Grafatak to wymyślony przez członków Stowarzyszenia Kulturalnego Co Jest? bezkrwawy pojedynek artystów na rysunki w czasie rzeczywistym. W każdej bitwie uczestniczą dwie osoby, a zwycięzca poza nagrodą w wysokości 300 zł otrzymuje prawo do uczestnictwa w kolejnej edycji. Osobami biorącymi udział w bitwach mogą być wszyscy, którzy potrafią sprawnie posługiwać się pędzlem, mazakami, ołówkami, kredami i innymi akcesoriami przy pomocy których zmalować można ciekawy obraz.

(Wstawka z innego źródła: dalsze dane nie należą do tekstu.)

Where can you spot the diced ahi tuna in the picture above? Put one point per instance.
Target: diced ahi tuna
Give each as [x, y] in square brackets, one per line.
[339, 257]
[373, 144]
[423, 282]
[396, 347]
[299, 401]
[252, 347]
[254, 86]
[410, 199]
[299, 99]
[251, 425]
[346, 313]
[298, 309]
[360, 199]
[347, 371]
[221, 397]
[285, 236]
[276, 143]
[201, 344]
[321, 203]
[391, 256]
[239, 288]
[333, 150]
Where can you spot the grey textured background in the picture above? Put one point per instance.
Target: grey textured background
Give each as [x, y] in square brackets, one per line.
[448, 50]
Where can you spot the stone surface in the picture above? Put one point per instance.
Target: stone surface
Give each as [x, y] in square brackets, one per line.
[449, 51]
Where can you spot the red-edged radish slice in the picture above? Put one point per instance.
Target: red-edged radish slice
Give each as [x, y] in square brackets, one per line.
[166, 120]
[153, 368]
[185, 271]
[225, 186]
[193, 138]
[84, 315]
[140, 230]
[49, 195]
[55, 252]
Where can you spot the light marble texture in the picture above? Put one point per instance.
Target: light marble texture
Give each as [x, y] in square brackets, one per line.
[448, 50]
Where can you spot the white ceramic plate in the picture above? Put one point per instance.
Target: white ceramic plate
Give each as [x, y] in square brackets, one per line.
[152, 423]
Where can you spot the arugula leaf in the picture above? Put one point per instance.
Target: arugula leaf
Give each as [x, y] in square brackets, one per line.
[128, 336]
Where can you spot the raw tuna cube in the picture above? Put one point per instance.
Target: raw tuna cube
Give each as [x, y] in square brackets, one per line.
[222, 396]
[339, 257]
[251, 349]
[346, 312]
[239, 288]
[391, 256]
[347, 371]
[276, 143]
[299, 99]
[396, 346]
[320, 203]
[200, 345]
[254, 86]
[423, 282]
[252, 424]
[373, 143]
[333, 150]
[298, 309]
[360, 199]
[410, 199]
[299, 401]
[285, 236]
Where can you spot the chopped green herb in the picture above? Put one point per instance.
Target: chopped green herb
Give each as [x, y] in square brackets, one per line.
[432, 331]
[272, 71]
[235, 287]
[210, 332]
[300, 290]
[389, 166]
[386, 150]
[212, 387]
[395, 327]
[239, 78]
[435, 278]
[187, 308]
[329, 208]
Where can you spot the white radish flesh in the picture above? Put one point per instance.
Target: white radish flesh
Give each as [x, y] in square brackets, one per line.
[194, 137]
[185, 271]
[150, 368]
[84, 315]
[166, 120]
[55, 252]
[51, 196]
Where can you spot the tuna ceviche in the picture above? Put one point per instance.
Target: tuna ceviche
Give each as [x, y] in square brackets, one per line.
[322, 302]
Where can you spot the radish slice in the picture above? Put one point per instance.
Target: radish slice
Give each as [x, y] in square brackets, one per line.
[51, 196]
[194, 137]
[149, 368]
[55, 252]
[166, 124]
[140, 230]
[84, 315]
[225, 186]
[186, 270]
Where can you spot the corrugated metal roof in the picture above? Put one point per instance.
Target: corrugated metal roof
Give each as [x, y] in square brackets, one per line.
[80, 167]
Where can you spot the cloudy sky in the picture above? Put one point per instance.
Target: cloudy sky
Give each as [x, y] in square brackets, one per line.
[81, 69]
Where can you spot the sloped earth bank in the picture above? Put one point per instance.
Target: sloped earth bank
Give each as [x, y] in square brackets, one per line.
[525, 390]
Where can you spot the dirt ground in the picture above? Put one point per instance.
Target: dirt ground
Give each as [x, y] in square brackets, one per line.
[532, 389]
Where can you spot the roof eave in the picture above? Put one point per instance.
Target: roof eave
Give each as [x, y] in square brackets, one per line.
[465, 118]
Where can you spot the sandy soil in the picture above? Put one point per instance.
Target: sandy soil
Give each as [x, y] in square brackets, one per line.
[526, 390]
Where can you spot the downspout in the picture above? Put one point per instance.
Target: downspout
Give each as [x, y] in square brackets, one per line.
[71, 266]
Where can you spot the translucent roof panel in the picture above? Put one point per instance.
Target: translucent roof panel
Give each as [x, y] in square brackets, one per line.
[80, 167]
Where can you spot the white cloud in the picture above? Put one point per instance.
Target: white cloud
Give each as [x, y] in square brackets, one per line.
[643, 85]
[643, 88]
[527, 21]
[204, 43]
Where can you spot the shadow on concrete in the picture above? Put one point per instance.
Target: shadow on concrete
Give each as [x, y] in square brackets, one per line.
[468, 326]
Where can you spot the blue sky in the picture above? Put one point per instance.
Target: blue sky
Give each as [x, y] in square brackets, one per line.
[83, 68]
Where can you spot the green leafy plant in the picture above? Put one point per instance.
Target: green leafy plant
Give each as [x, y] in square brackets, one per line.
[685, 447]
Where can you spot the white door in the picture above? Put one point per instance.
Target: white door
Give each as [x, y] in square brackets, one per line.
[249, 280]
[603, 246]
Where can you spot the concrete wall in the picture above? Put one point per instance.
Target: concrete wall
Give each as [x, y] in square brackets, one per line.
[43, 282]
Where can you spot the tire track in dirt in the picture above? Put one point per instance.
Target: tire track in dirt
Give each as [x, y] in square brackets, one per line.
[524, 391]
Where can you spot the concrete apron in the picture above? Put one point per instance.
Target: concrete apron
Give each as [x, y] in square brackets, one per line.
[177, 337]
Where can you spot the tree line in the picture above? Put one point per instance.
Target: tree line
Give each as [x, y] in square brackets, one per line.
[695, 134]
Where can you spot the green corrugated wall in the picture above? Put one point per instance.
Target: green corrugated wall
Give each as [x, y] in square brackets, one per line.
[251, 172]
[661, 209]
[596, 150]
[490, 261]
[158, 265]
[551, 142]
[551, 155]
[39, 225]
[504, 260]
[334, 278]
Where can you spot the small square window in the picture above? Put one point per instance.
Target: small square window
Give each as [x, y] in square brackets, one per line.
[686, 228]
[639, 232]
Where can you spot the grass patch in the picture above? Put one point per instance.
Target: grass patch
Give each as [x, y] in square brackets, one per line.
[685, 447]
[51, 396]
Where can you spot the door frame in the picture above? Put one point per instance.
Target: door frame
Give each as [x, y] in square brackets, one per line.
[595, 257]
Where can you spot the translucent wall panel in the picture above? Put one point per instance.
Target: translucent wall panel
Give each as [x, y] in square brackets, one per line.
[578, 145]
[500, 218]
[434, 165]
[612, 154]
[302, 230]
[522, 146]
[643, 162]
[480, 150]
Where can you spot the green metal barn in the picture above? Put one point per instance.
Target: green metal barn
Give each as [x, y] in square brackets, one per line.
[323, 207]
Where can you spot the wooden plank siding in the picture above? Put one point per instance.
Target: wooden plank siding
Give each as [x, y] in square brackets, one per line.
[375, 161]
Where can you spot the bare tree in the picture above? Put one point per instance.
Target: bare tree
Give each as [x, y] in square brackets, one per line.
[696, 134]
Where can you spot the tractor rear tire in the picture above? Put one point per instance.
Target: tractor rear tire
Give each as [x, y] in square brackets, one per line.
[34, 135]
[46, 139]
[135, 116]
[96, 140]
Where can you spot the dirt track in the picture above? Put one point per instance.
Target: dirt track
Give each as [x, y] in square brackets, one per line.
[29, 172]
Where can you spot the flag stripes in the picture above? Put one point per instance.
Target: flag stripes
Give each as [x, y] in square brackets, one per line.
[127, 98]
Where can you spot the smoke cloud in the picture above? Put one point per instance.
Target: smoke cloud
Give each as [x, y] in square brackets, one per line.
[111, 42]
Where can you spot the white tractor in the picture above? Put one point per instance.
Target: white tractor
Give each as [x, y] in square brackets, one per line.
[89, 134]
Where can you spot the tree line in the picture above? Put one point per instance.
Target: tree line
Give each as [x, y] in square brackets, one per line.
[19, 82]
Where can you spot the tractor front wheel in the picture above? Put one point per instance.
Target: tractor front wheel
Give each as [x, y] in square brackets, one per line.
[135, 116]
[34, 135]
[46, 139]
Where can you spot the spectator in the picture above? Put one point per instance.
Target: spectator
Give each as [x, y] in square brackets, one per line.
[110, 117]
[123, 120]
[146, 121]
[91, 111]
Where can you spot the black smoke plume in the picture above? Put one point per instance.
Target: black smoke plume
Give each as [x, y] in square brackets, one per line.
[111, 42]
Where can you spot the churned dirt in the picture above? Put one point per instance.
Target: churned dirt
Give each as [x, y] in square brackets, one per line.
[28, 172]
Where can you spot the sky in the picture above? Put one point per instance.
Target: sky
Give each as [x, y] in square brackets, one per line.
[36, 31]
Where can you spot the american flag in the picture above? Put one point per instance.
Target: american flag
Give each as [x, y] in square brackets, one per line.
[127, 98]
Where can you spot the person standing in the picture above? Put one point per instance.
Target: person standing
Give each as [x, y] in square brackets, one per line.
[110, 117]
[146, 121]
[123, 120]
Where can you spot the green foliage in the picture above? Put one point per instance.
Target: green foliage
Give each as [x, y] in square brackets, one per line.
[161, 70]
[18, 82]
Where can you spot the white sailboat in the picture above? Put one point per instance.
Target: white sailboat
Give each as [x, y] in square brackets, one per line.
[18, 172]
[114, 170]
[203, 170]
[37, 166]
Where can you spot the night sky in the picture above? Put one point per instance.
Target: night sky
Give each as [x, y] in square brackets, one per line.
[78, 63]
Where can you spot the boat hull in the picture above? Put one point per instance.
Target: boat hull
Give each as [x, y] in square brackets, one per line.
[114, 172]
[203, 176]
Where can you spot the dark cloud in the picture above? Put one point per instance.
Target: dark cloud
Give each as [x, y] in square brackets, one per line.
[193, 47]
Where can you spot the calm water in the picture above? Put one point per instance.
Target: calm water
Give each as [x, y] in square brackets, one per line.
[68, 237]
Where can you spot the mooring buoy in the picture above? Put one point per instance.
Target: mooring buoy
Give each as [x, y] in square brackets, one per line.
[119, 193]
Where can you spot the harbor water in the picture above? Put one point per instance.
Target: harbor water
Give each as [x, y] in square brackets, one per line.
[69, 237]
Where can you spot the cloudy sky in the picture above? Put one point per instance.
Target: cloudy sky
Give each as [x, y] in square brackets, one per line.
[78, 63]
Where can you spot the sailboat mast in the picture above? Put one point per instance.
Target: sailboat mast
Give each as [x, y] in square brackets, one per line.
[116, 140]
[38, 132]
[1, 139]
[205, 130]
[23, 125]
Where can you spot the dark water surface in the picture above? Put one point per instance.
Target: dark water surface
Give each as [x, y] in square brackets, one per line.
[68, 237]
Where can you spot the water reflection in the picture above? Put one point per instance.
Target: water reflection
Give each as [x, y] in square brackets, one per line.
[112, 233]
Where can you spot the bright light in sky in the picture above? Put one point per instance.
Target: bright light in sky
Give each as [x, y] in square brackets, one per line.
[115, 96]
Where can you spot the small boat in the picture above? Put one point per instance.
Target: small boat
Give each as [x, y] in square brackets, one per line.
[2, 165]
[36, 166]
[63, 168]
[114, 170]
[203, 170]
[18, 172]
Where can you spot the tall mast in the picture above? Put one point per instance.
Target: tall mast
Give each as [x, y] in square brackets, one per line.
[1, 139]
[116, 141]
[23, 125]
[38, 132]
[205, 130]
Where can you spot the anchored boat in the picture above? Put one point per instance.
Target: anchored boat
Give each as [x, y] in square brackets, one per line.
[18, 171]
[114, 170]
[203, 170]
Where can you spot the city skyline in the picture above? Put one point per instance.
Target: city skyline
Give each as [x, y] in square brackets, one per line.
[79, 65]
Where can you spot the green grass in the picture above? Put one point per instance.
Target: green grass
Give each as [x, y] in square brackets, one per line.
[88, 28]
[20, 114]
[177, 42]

Uczestników do kolejnej edycji wybierają pomysłodawcy po zgłoszeniu kandydata drogą e-mailową Wymyślają również tematy, spośród których jeden wybrany przez publiczność zgromadzoną podczas Grafataku jest tematem, na który powstać mają prace uczestników bitwy. Wczoraj w szranki stanęły dwie panie: Samirita która tytułu broniła po raz trzeci oraz pretendentka do korony grafatakowej – Kamyk. Tym samym był to więc pierwszy raz, kiedy pędzle i mazaki harcowały po płótnach tylko z kobiecej perspektywy.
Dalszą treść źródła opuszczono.